What do you do about dice-rolling in a virtual setting? Becky Annison had a good thread on Twitter about online gaming and her view on that was: "Trust your players not to cheat on dice rolls - it doesn't matter if you can't see their roll. What on earth are you doing playing with people you don't trust?"
Fair enough, although I'm sorry to say that in the past we had such trouble with one player cheating that I had to institute "the shield of truth", a ghastly blue plastic tray in which all dice had to be rolled. Thankfully that's a thing of the past, but if you're unsure then take a look at Rolz.I don't know if it helps anyone - but I role-play a lot and mostly online because I have small kids. I role-playing between 1-3 nights a week and I have done for years. This is what I know works to make an online game smooth and fun (1/8)— Becky Annison (she/her) (@BeckyAnnison) March 13, 2020
Playing online will probably reduce the amount of dice-rolling in your game anyway, which in my book is no bad thing, but if you really want the full rules-heavy dungeon-bash experience there's always Roll20, of which one of our group says:
"Roll20 does seem quite good for creating a virtual space in which we can visualize our characters. It would be enough, I think, for us to hear one another, see the rolls, and pass secret notes to the GM. We could add tactical map battles fairly easily when a particular situation calls for it. Roll20 doesn't have full integration to other systems like GURPS or Dragon Warriors so it would be simplest if we keep the rules in our heads and use the platform mainly as a communication device. We might even use Roll20 for the map and dice, while using Discord for the voice communication. The advice on GURPS forums suggests that most people use Roll20 that way, as a lite service for rolls and maps, keeping the rules, characters, and so forth offline."Other options worth considering include: Astral Tabletop, Fantasy Grounds, Dungeonfog, and Streamyard. (And for board games try Vassal.) Some of those are full-on VTTs that include maps and dice rolling, others are just for chat. Have a look around to find the best fit for you. After all, you've got plenty of time for research.
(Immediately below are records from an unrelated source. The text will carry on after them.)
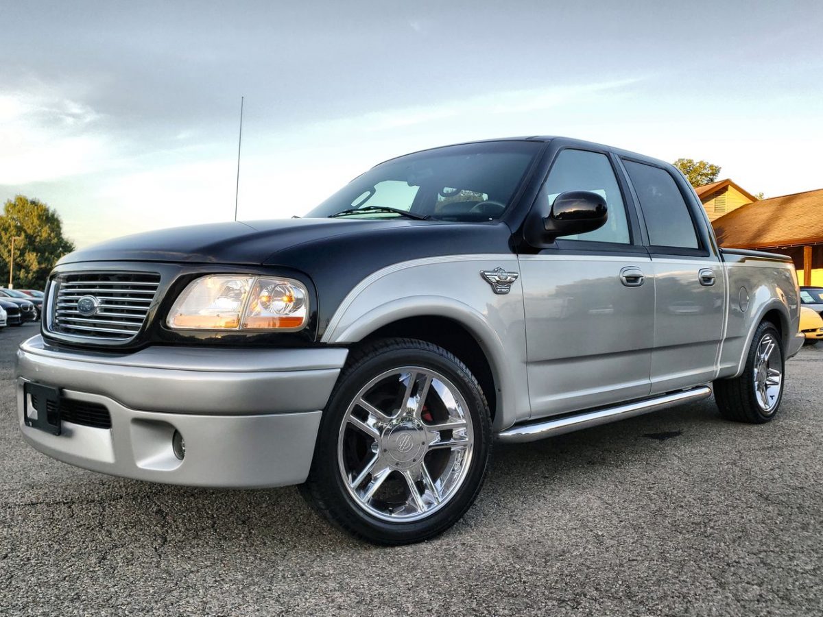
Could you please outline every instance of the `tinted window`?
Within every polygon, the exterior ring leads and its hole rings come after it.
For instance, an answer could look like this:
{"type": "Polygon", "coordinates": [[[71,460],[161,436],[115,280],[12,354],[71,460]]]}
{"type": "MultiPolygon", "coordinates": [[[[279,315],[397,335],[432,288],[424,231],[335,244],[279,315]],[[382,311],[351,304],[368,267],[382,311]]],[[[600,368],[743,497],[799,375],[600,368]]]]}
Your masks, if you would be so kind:
{"type": "MultiPolygon", "coordinates": [[[[306,216],[382,206],[442,220],[494,220],[509,206],[542,146],[537,141],[489,141],[402,156],[356,178],[306,216]]],[[[368,210],[343,216],[398,216],[368,210]]]]}
{"type": "Polygon", "coordinates": [[[608,218],[600,229],[588,234],[565,235],[560,239],[621,244],[630,242],[623,196],[606,155],[583,150],[562,151],[551,166],[542,198],[547,199],[551,206],[557,196],[566,191],[591,191],[601,195],[606,199],[608,218]]]}
{"type": "Polygon", "coordinates": [[[625,164],[640,200],[649,244],[681,248],[700,248],[688,206],[669,173],[659,167],[630,160],[625,164]]]}
{"type": "Polygon", "coordinates": [[[800,301],[804,304],[823,303],[823,289],[807,287],[800,290],[800,301]]]}

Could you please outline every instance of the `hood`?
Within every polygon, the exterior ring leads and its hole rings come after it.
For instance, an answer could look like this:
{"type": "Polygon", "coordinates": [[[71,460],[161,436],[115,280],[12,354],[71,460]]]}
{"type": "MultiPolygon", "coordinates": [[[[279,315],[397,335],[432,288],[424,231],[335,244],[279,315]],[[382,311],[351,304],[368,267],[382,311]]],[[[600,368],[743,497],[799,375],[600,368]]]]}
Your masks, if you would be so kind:
{"type": "Polygon", "coordinates": [[[81,248],[66,255],[58,263],[127,260],[257,266],[299,244],[372,230],[429,225],[436,224],[408,219],[282,219],[174,227],[81,248]]]}

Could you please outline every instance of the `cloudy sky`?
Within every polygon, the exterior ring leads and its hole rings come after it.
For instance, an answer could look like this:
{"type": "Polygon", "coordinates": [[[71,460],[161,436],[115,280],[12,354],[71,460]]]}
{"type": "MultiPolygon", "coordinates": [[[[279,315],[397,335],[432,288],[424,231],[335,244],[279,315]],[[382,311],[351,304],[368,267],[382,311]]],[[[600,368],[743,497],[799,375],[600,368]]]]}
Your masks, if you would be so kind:
{"type": "Polygon", "coordinates": [[[823,187],[809,2],[0,0],[0,201],[78,246],[303,214],[382,160],[565,135],[823,187]]]}

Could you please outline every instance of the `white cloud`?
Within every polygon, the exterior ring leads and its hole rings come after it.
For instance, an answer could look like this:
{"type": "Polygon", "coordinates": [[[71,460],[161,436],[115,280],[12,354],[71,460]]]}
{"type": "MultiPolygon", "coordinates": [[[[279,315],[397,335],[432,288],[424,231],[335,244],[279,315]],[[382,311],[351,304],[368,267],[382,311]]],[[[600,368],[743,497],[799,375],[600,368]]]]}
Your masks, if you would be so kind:
{"type": "Polygon", "coordinates": [[[0,91],[0,184],[86,174],[107,165],[109,140],[87,105],[48,89],[0,91]]]}

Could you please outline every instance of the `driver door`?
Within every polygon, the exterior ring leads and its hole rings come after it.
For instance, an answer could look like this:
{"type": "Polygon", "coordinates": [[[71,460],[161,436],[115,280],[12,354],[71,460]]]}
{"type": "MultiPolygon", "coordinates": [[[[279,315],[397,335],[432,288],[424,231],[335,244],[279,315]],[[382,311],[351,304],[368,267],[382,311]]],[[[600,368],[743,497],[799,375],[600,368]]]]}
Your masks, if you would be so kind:
{"type": "Polygon", "coordinates": [[[580,190],[605,197],[606,224],[519,257],[532,418],[645,397],[651,389],[651,259],[607,152],[560,151],[537,199],[551,204],[561,193],[580,190]]]}

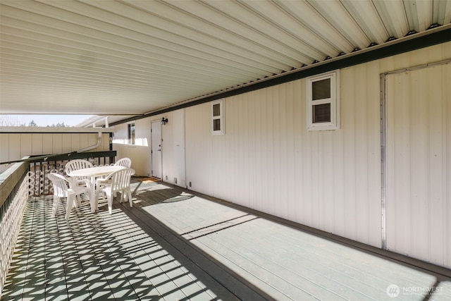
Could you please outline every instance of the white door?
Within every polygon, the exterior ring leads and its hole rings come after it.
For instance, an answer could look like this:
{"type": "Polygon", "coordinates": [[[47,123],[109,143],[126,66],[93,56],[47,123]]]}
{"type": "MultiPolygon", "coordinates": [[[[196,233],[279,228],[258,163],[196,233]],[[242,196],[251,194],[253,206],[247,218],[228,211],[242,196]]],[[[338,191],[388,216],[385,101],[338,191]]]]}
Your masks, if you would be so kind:
{"type": "Polygon", "coordinates": [[[451,266],[451,65],[386,77],[386,247],[451,266]]]}
{"type": "Polygon", "coordinates": [[[161,123],[160,121],[152,121],[152,176],[161,178],[161,123]]]}

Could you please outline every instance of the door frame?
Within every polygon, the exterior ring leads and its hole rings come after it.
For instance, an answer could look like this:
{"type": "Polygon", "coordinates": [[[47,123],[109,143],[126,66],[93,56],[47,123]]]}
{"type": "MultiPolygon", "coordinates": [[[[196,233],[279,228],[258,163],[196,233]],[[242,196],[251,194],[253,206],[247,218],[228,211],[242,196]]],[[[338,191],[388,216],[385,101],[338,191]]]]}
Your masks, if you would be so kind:
{"type": "Polygon", "coordinates": [[[160,120],[154,120],[151,121],[150,122],[150,155],[151,155],[151,166],[150,166],[150,173],[151,176],[154,178],[159,178],[160,180],[163,180],[163,151],[162,151],[162,137],[161,137],[161,124],[160,120]],[[154,126],[154,125],[158,125],[158,126],[154,126]],[[154,147],[154,130],[159,130],[159,136],[160,136],[160,144],[159,144],[159,152],[160,152],[160,175],[159,177],[156,176],[154,173],[154,150],[156,149],[158,147],[154,147]]]}

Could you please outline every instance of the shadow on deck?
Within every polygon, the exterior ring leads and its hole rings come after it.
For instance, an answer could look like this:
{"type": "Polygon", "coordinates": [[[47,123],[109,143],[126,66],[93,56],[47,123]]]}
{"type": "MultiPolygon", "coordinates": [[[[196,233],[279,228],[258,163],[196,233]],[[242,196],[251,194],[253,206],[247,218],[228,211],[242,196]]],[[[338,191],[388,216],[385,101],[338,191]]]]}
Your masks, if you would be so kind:
{"type": "Polygon", "coordinates": [[[448,269],[161,182],[132,192],[68,221],[30,199],[1,300],[451,300],[448,269]]]}

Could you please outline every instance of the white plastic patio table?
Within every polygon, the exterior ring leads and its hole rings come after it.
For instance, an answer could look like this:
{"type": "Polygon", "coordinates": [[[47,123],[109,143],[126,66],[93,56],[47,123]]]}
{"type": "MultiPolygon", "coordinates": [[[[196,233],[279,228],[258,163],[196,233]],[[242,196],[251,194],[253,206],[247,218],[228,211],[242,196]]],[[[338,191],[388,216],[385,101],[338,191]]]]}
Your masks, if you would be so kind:
{"type": "Polygon", "coordinates": [[[123,166],[116,165],[106,165],[104,166],[89,167],[88,168],[78,169],[73,171],[68,176],[70,177],[91,177],[91,195],[89,195],[89,204],[91,204],[91,212],[95,212],[96,208],[96,178],[103,176],[108,176],[112,172],[125,168],[123,166]]]}

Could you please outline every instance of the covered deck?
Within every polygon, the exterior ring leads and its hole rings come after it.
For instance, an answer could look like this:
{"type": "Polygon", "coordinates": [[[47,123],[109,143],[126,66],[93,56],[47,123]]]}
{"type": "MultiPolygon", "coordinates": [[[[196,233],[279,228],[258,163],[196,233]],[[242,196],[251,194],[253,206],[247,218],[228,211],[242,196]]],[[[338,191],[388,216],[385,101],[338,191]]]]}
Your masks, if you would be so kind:
{"type": "Polygon", "coordinates": [[[28,199],[2,300],[451,300],[448,269],[149,178],[64,219],[28,199]]]}

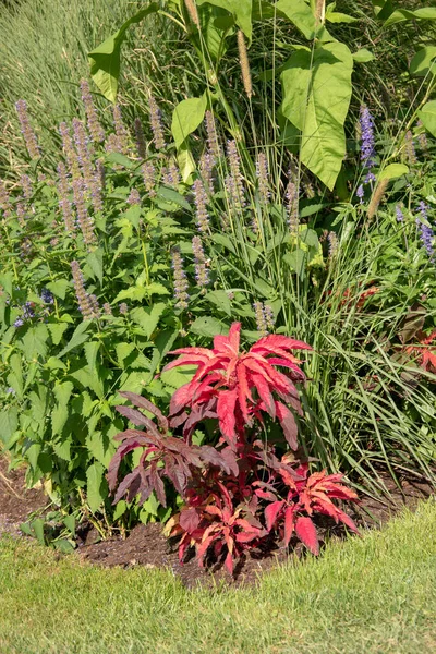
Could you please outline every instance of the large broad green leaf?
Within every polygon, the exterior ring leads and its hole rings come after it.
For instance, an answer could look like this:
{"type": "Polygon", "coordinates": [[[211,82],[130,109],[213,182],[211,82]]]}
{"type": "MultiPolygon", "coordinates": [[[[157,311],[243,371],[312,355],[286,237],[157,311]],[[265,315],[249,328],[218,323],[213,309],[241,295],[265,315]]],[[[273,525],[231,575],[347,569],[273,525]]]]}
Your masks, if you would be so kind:
{"type": "Polygon", "coordinates": [[[412,21],[419,19],[422,21],[436,21],[436,7],[423,7],[415,11],[409,11],[408,9],[397,9],[393,11],[387,21],[385,21],[385,27],[401,23],[403,21],[412,21]]]}
{"type": "Polygon", "coordinates": [[[149,338],[155,331],[165,308],[166,304],[164,302],[158,302],[147,308],[138,306],[132,310],[130,315],[132,319],[144,329],[145,336],[149,338]]]}
{"type": "Polygon", "coordinates": [[[198,7],[206,3],[230,12],[238,27],[245,34],[249,45],[252,43],[252,0],[196,0],[198,7]]]}
{"type": "Polygon", "coordinates": [[[202,124],[206,107],[206,94],[203,94],[201,98],[182,100],[175,107],[172,114],[171,132],[178,148],[202,124]]]}
{"type": "Polygon", "coordinates": [[[301,131],[302,162],[330,190],[346,155],[353,58],[344,44],[298,50],[281,73],[281,112],[301,131]]]}
{"type": "Polygon", "coordinates": [[[323,25],[317,27],[314,13],[305,0],[279,0],[274,8],[277,15],[291,21],[307,39],[317,36],[323,41],[332,40],[323,25]]]}
{"type": "Polygon", "coordinates": [[[377,179],[379,182],[383,180],[397,180],[403,174],[408,174],[408,172],[409,168],[405,164],[389,164],[389,166],[386,166],[386,168],[382,170],[377,179]]]}
{"type": "Polygon", "coordinates": [[[27,361],[35,356],[45,356],[47,353],[47,340],[49,332],[46,325],[29,327],[23,337],[23,350],[27,361]]]}
{"type": "Polygon", "coordinates": [[[211,316],[201,316],[193,322],[190,331],[198,334],[198,336],[209,336],[213,338],[218,334],[226,334],[228,328],[211,316]]]}
{"type": "Polygon", "coordinates": [[[89,322],[81,323],[73,332],[70,342],[63,348],[61,352],[58,354],[58,359],[73,350],[73,348],[78,348],[82,343],[89,339],[89,334],[86,334],[87,328],[89,327],[89,322]]]}
{"type": "Polygon", "coordinates": [[[53,386],[53,393],[57,399],[57,405],[51,413],[51,431],[53,436],[60,434],[65,426],[69,409],[68,403],[73,392],[74,386],[71,382],[64,382],[63,384],[56,384],[53,386]]]}
{"type": "Polygon", "coordinates": [[[424,77],[427,73],[436,75],[436,46],[421,48],[410,62],[410,74],[424,77]]]}
{"type": "Polygon", "coordinates": [[[104,474],[105,468],[101,463],[93,463],[86,471],[86,498],[93,513],[98,511],[108,496],[108,488],[104,474]]]}
{"type": "Polygon", "coordinates": [[[436,136],[436,100],[431,100],[420,111],[421,121],[433,136],[436,136]]]}
{"type": "Polygon", "coordinates": [[[356,52],[353,52],[353,59],[358,63],[367,63],[368,61],[373,61],[375,57],[366,48],[361,48],[356,52]]]}
{"type": "Polygon", "coordinates": [[[88,53],[93,80],[102,95],[111,102],[114,102],[117,98],[121,44],[125,38],[125,32],[133,23],[138,23],[147,15],[157,12],[158,9],[159,5],[152,2],[146,9],[142,9],[129,21],[125,21],[118,32],[88,53]]]}

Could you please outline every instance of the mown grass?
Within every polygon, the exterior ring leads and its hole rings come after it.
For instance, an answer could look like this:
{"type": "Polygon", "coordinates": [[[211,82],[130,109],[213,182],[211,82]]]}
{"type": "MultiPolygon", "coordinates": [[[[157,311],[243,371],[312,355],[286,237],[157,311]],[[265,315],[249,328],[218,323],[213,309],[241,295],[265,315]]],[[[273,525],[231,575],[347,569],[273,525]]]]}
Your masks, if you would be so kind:
{"type": "Polygon", "coordinates": [[[415,653],[436,647],[436,502],[330,543],[256,588],[185,590],[169,571],[100,570],[0,543],[4,654],[415,653]]]}

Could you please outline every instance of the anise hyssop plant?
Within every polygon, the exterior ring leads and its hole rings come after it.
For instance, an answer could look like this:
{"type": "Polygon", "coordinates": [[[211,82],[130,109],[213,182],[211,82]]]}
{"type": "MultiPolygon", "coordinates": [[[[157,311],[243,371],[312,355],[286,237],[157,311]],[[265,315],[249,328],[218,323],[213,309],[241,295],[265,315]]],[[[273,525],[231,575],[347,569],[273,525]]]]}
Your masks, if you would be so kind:
{"type": "Polygon", "coordinates": [[[193,546],[202,566],[208,557],[223,557],[231,573],[244,550],[271,537],[288,545],[296,536],[318,554],[316,513],[356,531],[332,501],[358,499],[341,483],[342,475],[310,474],[308,464],[291,451],[298,449],[301,414],[295,385],[305,380],[302,362],[291,352],[312,348],[271,335],[241,352],[240,330],[240,323],[233,323],[229,336],[215,337],[211,350],[172,352],[180,356],[167,370],[181,365],[197,370],[174,392],[168,419],[145,398],[121,393],[157,422],[137,409],[118,407],[140,429],[117,436],[121,443],[108,474],[111,491],[117,489],[114,501],[124,496],[132,500],[138,494],[145,501],[155,492],[166,506],[165,480],[171,482],[183,500],[169,523],[170,535],[180,536],[180,559],[193,546]],[[276,419],[286,439],[281,445],[266,438],[266,421],[276,419]],[[195,445],[194,429],[206,420],[215,425],[213,444],[195,445]],[[142,450],[137,467],[118,484],[122,459],[137,448],[142,450]]]}

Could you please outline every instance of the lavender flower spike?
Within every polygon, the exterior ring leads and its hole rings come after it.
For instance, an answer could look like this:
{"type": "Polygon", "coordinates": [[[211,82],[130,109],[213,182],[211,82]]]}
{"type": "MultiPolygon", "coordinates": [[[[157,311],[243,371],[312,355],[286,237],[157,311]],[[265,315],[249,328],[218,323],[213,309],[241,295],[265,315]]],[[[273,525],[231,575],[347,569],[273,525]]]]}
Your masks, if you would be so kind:
{"type": "Polygon", "coordinates": [[[187,294],[187,279],[186,272],[183,270],[183,258],[180,254],[180,250],[174,247],[172,250],[172,269],[174,278],[174,299],[177,308],[187,308],[187,301],[190,299],[187,294]]]}
{"type": "Polygon", "coordinates": [[[194,237],[192,239],[192,251],[194,253],[195,279],[201,289],[204,289],[209,283],[209,271],[207,269],[206,257],[203,250],[202,239],[194,237]]]}
{"type": "Polygon", "coordinates": [[[367,107],[361,107],[360,110],[361,123],[361,161],[364,168],[370,170],[375,166],[375,138],[374,138],[374,120],[367,107]]]}
{"type": "Polygon", "coordinates": [[[66,175],[65,165],[60,162],[58,164],[58,195],[59,195],[59,206],[62,211],[63,222],[65,223],[65,230],[69,233],[73,233],[75,231],[74,227],[74,218],[73,211],[71,208],[71,202],[69,199],[69,181],[66,175]]]}
{"type": "Polygon", "coordinates": [[[153,95],[149,96],[148,107],[149,107],[150,126],[152,126],[152,132],[153,132],[153,141],[155,143],[156,149],[162,149],[165,147],[165,138],[164,138],[164,129],[162,129],[162,123],[161,123],[160,109],[159,109],[155,98],[153,97],[153,95]]]}
{"type": "Polygon", "coordinates": [[[27,114],[27,105],[24,100],[19,100],[15,102],[15,109],[19,116],[21,133],[23,134],[27,152],[32,159],[37,159],[40,156],[40,148],[35,132],[31,126],[31,121],[27,114]]]}
{"type": "Polygon", "coordinates": [[[268,182],[268,159],[265,153],[259,153],[256,159],[256,177],[258,184],[258,192],[261,199],[264,204],[268,203],[270,198],[269,182],[268,182]]]}
{"type": "Polygon", "coordinates": [[[86,208],[84,187],[85,184],[82,178],[73,180],[73,197],[75,209],[77,213],[77,222],[82,231],[84,243],[89,249],[89,245],[95,244],[97,238],[94,233],[94,220],[89,216],[88,210],[86,208]]]}
{"type": "Polygon", "coordinates": [[[196,218],[197,228],[202,234],[209,232],[209,215],[207,213],[207,193],[205,191],[202,180],[195,180],[193,184],[195,206],[196,206],[196,218]]]}

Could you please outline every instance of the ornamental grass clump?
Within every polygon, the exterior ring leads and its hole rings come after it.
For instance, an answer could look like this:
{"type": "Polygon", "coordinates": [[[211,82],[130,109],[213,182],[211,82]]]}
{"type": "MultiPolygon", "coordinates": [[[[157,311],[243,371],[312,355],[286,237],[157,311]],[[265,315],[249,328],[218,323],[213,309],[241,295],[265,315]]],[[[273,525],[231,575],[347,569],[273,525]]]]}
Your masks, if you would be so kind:
{"type": "Polygon", "coordinates": [[[244,352],[240,330],[240,323],[233,323],[229,336],[215,337],[211,350],[194,347],[170,352],[179,359],[165,371],[193,365],[196,372],[172,396],[168,417],[145,398],[121,393],[136,409],[121,405],[118,411],[141,429],[118,434],[120,446],[108,473],[116,502],[124,496],[131,501],[136,495],[145,502],[155,493],[167,506],[168,480],[183,500],[167,525],[169,535],[179,537],[180,560],[194,547],[201,566],[222,559],[230,573],[244,552],[262,547],[271,537],[288,546],[295,536],[318,554],[316,514],[358,531],[332,501],[358,499],[342,483],[343,475],[311,474],[308,464],[293,453],[301,413],[296,385],[305,382],[305,375],[303,362],[291,352],[312,348],[271,335],[244,352]],[[157,424],[137,409],[152,413],[157,424]],[[280,423],[281,446],[265,438],[266,416],[280,423]],[[193,435],[206,420],[215,425],[211,444],[196,445],[193,435]],[[121,461],[136,449],[141,451],[137,467],[119,482],[121,461]]]}

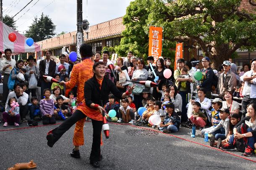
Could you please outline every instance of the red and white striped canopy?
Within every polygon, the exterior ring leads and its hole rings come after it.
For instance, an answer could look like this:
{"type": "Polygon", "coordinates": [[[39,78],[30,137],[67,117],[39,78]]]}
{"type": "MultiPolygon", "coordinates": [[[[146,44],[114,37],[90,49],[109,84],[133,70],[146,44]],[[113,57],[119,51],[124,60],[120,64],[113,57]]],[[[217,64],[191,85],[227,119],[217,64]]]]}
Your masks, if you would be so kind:
{"type": "Polygon", "coordinates": [[[40,50],[40,46],[34,42],[31,46],[26,43],[27,38],[0,21],[0,52],[4,52],[6,49],[12,50],[13,53],[33,52],[40,50]],[[14,33],[17,37],[16,40],[11,42],[8,36],[14,33]]]}

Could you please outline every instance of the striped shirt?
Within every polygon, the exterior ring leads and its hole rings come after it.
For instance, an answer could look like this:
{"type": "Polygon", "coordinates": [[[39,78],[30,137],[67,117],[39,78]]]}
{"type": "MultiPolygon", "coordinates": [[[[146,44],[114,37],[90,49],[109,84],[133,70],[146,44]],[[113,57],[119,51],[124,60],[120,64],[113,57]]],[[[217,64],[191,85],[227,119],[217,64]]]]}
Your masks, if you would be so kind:
{"type": "Polygon", "coordinates": [[[52,115],[54,110],[54,101],[52,99],[42,99],[40,101],[40,111],[43,116],[47,114],[52,115]]]}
But you could be missing a trick if you're simply looking for a way to replicate your usual tabletop experience online. Maybe there are benefits here that are unique to virtual play. For example, our group meets every other Thursday and that means at least half a dozen people travelling across London in order to grab about three and a half hours of gaming. (It'd be longer, but I can't get them to follow the Earl of Sandwich's advice and forgo a cooked meal beforehand.) Because we have such limited time for gaming, we've drifted towards a planned adventure-of-the-week style of play that's really not a patch on proper seat-of-the-pants roleplaying. The improv style of gaming is a luxury it's hard to make time for when everybody has jobs and family. It's a far cry from playing at school or college or in your early 20s, when it's possible to set up side sessions with one or two players on the spur of the moment, and the events in those sessions feed into the main weekly game.
If you're gaming online, though, it's pretty easy to recapture the sandbox, open-world approach. Each player is only a phone call away, and it's no problem finding a half hour for a Skype session involving just one or two players. That opens up a much more freewheeling kind of campaign, where one player might, for example, be sent as ambassador to a foreign court, and he or she plays that out separately, creating world events that will impact on the events of the main weekly game -- if "the main game" even means anything any more.
There is no substitute for hanging out with friends in person, but while the Sword of Damocles hangs over us, let's look for the ways that playing online could provide something different and just as entertaining.